| loglogistic6_gradient_2 {drda} | R Documentation | 
6-parameter log-logistic function gradient and Hessian
Description
Evaluate at a particular set of parameters the gradient and Hessian of the 6-parameter log-logistic function.
Usage
loglogistic6_gradient_2(x, theta)
loglogistic6_hessian_2(x, theta)
loglogistic6_gradient_hessian_2(x, theta)
Arguments
x | 
 numeric vector at which the function is to be evaluated.  | 
theta | 
 numeric vector with the six parameters in the form
  | 
Details
The 6-parameter log-logistic function f(x; theta) is defined here as
g(x; theta) = (x^eta / (xi * x^eta + nu * phi^eta))^(1 / nu)

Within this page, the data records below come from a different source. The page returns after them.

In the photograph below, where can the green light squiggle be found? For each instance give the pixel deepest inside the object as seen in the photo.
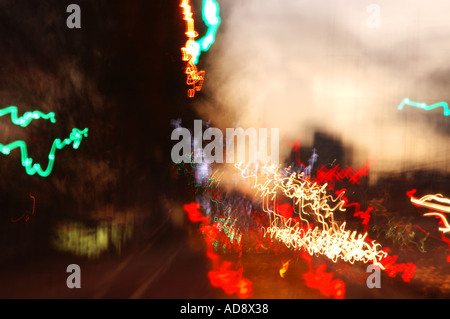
(210, 13)
(424, 106)
(75, 138)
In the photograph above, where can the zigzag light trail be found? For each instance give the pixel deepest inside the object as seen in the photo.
(424, 106)
(328, 238)
(27, 117)
(74, 138)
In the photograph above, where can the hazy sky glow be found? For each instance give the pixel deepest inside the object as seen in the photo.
(307, 66)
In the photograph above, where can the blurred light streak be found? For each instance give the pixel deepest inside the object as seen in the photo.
(424, 106)
(210, 13)
(327, 238)
(189, 52)
(75, 138)
(425, 201)
(27, 117)
(284, 268)
(334, 174)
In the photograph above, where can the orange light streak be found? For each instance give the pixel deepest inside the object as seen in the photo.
(443, 219)
(425, 201)
(284, 268)
(194, 77)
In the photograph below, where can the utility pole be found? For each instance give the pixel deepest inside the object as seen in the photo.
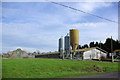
(112, 50)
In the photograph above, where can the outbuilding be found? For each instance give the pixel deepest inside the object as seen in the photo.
(92, 53)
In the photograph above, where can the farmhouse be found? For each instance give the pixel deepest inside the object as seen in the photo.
(81, 54)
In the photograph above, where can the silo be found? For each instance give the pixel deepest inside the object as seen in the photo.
(61, 47)
(61, 44)
(67, 42)
(74, 39)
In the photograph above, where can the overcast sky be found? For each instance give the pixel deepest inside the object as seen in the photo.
(38, 25)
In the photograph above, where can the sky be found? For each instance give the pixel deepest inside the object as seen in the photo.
(34, 26)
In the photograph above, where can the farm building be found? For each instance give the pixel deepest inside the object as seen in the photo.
(81, 54)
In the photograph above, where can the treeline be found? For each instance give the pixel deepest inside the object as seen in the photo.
(105, 46)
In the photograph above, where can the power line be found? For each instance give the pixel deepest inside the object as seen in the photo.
(82, 11)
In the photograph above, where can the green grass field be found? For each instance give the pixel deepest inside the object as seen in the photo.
(53, 68)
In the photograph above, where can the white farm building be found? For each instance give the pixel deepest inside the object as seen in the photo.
(91, 53)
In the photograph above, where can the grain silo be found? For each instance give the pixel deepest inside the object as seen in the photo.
(74, 39)
(67, 42)
(67, 45)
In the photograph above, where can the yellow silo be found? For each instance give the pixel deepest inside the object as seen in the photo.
(74, 39)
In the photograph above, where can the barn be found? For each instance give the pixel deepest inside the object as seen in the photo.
(92, 53)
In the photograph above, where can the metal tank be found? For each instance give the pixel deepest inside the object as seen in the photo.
(74, 39)
(61, 44)
(67, 45)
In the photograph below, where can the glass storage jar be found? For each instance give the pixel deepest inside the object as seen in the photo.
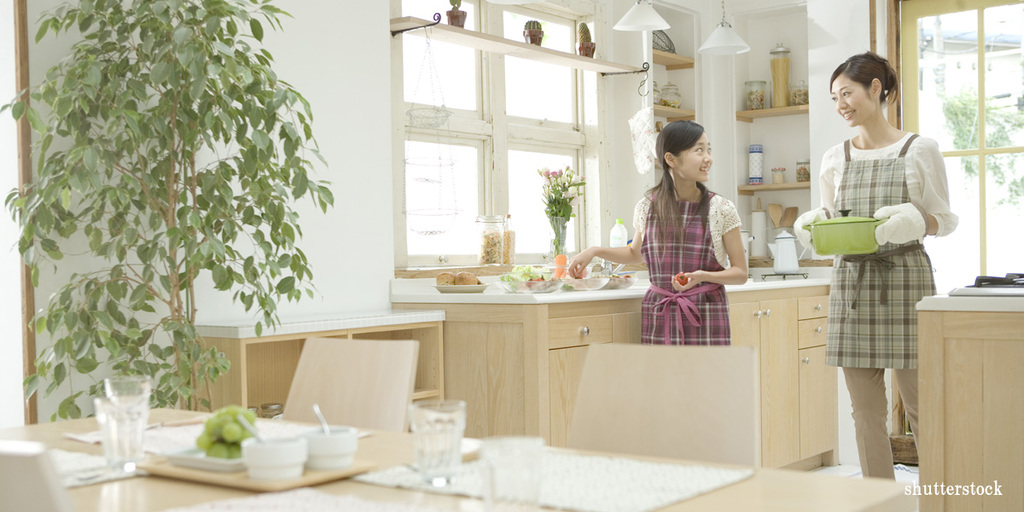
(670, 95)
(492, 231)
(756, 94)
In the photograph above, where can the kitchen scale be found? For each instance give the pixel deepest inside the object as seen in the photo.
(988, 286)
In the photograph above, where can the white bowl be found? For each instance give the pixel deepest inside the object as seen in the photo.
(332, 452)
(274, 459)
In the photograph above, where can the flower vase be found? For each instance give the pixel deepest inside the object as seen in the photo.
(558, 229)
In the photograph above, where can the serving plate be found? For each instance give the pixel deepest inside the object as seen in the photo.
(197, 459)
(461, 288)
(547, 286)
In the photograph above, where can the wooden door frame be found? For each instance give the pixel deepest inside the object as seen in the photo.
(24, 178)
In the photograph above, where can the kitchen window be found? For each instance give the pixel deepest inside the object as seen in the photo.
(510, 117)
(964, 86)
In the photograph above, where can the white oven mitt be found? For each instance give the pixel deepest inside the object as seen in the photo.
(806, 218)
(905, 223)
(644, 137)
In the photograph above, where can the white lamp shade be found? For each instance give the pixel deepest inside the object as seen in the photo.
(724, 41)
(642, 16)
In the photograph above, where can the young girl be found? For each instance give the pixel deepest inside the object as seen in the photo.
(681, 227)
(883, 172)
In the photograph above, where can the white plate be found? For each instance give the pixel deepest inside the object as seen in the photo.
(460, 288)
(196, 459)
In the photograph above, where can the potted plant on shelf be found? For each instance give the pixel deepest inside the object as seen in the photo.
(587, 46)
(169, 152)
(457, 17)
(532, 32)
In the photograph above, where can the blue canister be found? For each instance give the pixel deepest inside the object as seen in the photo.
(755, 164)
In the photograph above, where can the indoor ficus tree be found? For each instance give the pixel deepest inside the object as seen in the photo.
(167, 147)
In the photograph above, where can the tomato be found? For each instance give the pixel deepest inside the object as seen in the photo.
(682, 279)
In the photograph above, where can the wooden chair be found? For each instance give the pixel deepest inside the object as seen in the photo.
(676, 401)
(29, 480)
(361, 383)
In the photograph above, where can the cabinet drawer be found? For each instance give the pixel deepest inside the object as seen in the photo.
(813, 332)
(576, 331)
(813, 307)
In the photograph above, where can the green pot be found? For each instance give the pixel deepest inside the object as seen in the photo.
(844, 236)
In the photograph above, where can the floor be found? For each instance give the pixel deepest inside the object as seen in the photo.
(905, 474)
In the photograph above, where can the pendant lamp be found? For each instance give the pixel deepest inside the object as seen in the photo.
(642, 16)
(724, 40)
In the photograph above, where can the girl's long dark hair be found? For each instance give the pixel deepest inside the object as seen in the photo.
(675, 137)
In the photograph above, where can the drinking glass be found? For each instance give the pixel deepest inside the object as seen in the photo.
(511, 473)
(437, 427)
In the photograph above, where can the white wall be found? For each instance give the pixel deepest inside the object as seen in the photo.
(11, 403)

f(x; theta) = alpha + delta g(x; theta)
where x >= 0, theta = c(alpha, delta, eta, phi, nu, xi), eta > 0,
phi > 0, nu > 0, and xi > 0.
This set of functions use a different parameterization from
link[drda]{loglogistic6_gradient}. To avoid the non-negative
constraints of parameters, the gradient and Hessian computed here are for
the function with eta2 = log(eta), phi2 = log(phi), nu2 = log(nu), and
xi2 = log(xi).
Note that argument theta is on the original scale and not on the log scale.
Note: The 6-parameter log-logistic function is over-parameterized and non-identifiable from data. It is available only for theoretical research.
Value
Gradient or Hessian of the alternative parameterization evaluated at the specified point.